Scientists estimate that the live coral cover around Unawatuna plummeted from 47% of the overall coral bed in 1997 to less than 1% a year later. But the figure had inched up to 16% by the end of 2004.

Then the tsunami wiped away some of those fragile gains, with chunks of long-expired coral scattered around the seabed proving to be their living counterparts' worst enemy.

"When the tsunami came, all the dead coral, mostly rubble, was shifted. All this rubble has got piled up in certain areas," said Arjan Rajasuriya, a government scientist who is Sri Lanka's leading authority on coral reefs.

The battering uprooted, broke apart and abraded many sections of living coral. Some patches were completely buried under rubble.

And when the tsunami waves receded from land, they carried parts of boats, lampposts, tables, chairs, carpets, plastic bags and other debris out to sea, creating an enormous litter heap.

Conditions for recovery from the 1998 bleaching "were poor to begin with," Rajasuriya said. "The tsunami worsened what was already there.... I don't know how long it will take to recover."

The areas affected most by the tsunami were in the south and east, regions famous for their pristine beaches, crystal-clear water and abundant marine life along the reefs.

Here in the south, the formations have been particularly slow to bloom again. Strong waves have prevented coral larvae from settling and fusing together as quickly as they would in more placid water, such as in the east, where signs of regrowth have been more encouraging.
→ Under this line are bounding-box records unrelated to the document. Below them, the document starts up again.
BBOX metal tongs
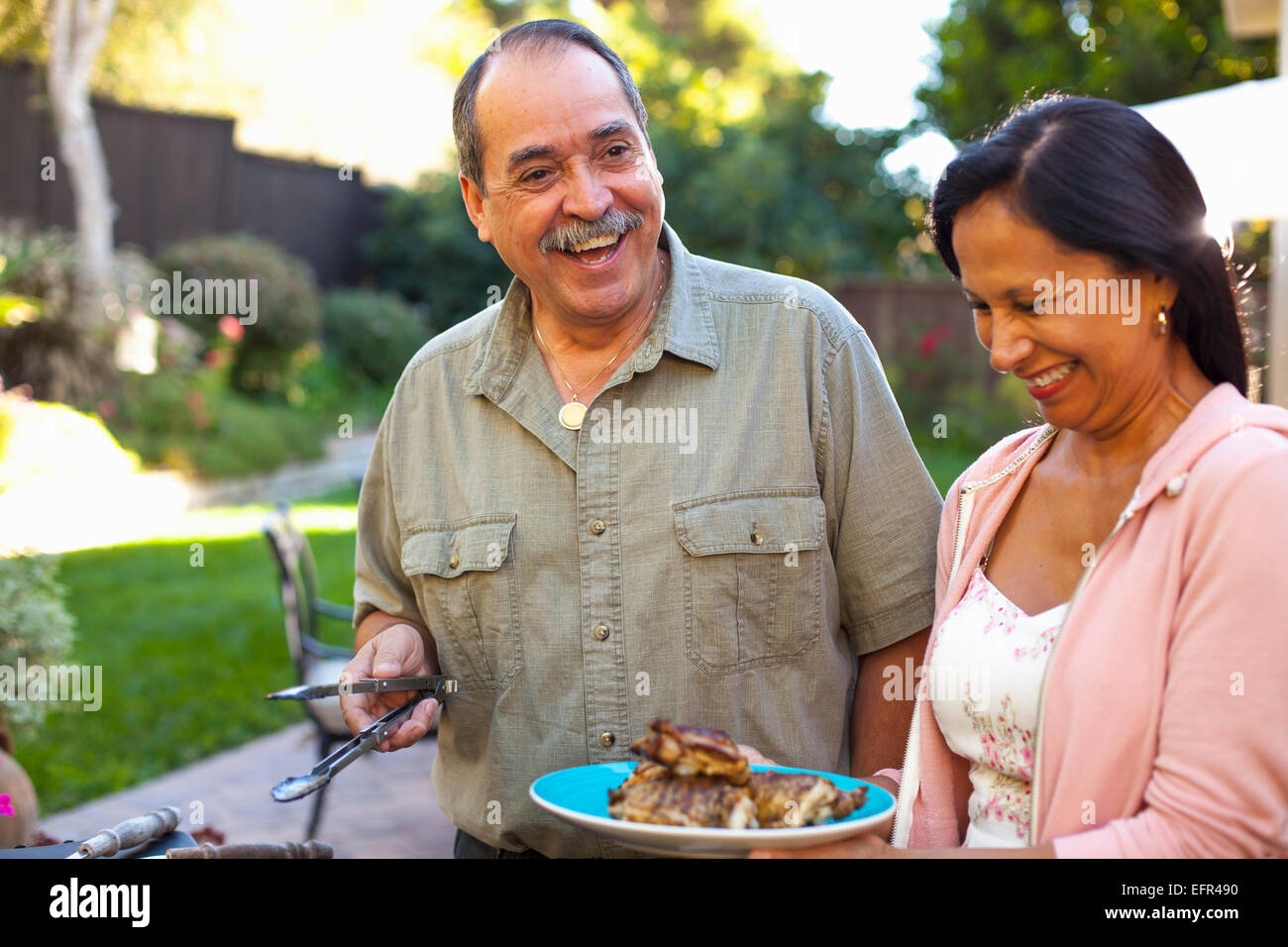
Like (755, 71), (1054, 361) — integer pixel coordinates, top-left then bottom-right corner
(265, 674), (460, 802)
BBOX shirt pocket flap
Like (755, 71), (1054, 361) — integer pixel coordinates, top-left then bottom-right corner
(402, 518), (514, 579)
(673, 492), (825, 556)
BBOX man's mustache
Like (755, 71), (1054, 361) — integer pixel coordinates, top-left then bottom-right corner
(537, 207), (644, 253)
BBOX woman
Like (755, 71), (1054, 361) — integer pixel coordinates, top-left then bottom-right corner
(752, 97), (1288, 857)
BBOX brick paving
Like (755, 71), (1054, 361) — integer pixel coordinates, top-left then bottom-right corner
(40, 723), (456, 858)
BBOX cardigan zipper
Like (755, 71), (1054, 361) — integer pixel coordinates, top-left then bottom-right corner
(1025, 485), (1140, 847)
(890, 424), (1059, 845)
(890, 424), (1059, 844)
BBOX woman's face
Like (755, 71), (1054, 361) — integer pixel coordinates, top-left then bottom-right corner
(953, 193), (1176, 436)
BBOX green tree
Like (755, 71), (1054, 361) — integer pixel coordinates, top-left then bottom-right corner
(366, 0), (930, 327)
(917, 0), (1276, 142)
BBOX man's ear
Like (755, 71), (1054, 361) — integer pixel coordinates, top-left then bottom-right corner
(459, 174), (492, 244)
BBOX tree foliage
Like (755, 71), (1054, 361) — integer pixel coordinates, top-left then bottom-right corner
(368, 0), (928, 326)
(917, 0), (1282, 142)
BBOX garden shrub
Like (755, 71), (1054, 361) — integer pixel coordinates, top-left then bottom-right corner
(0, 556), (74, 732)
(150, 235), (322, 397)
(322, 290), (430, 382)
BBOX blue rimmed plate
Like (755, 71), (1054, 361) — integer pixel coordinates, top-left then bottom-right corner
(528, 760), (894, 857)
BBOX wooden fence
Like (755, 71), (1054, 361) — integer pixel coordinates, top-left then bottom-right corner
(0, 65), (381, 286)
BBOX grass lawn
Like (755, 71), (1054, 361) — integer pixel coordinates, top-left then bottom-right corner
(16, 489), (357, 814)
(17, 443), (975, 814)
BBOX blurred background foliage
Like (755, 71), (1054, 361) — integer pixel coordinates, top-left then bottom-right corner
(0, 0), (1283, 811)
(0, 0), (1278, 475)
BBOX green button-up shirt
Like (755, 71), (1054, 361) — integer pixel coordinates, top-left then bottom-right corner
(355, 226), (941, 856)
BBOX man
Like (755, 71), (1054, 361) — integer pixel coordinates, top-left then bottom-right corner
(343, 21), (940, 857)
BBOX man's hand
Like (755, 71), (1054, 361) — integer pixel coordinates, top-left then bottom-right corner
(340, 625), (438, 753)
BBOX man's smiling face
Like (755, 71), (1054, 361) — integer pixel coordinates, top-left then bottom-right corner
(461, 44), (665, 325)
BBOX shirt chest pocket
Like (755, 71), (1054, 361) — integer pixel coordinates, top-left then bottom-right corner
(673, 488), (825, 674)
(402, 514), (523, 688)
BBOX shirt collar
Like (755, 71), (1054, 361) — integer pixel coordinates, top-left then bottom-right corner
(465, 220), (720, 402)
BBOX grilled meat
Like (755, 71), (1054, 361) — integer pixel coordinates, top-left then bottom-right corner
(617, 760), (671, 789)
(608, 776), (756, 828)
(631, 719), (751, 786)
(747, 772), (867, 828)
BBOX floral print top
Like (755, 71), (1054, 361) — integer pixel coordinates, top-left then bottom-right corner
(926, 566), (1068, 848)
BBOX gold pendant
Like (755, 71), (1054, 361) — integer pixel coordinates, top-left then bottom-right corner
(559, 398), (587, 430)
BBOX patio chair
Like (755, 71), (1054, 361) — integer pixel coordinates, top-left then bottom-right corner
(263, 502), (353, 840)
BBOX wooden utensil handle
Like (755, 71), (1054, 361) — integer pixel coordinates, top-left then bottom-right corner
(76, 805), (179, 858)
(164, 839), (334, 858)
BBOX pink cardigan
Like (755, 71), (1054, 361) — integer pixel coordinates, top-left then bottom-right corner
(892, 384), (1288, 858)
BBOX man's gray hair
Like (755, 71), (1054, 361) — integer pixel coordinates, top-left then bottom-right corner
(452, 20), (648, 196)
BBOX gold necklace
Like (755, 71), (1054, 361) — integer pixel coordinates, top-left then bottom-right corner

Adding to the troubles is human depredation.

Residents in some areas mine coral for use in manufacturing cement, a product in high demand as people rebuild homes destroyed by the tsunami.

Also, the worldwide trade in aquarium fish -- blue and yellow angelfish, striped butterfly fish, colorful damselfish -- has not only depleted those stocks but caused harm to the reefs, because trappers break or gouge out lumps of coral to get at creatures sheltering in the nooks and crannies.

Conservationists are especially alarmed by the rise in "blast fishing," illegal commercial fishing with dynamite. The Sri Lankan government has increased penalties for such activity, but a report released this year by the international Global Coral Reef Monitoring Network says the regulations are not enforced.

When Wijesena, the snorkeling center manager, is out on dives, he sometimes sees geysers shoot up in the distance, a sure sign of blast fishing. Occasionally, he and other divers can hear the closer explosions underwater.

The few fishers who did get hauled into court for using dynamite are fined 5,000 Sri Lankan rupees -- about $50.

"That's nothing," said Wijesena, who wants officials to declare the Unawatuna area a marine sanctuary, then back it up with strong enforcement and stiff penalties.

Such a move, however, would require money and political will from a government more concerned with human rehabilitation after the tsunami, economic growth and now the possible resumption of the civil war with ethnic Tamil rebels, which has killed more than 64,000 people over 23 years.

Rajasuriya is not optimistic. Lack of coordination between the ministries responsible for coastal management, wildlife conservation and fisheries hampers efforts to help Sri Lanka's reefs bounce back from human and natural destruction. He and his fellow researchers have made recommendations that sit idle on shelves.

"A lot of resources are required for enforcement," Rajasuriya said. "There is little management here, hardly any. That doesn't sound very good, but that's the truth."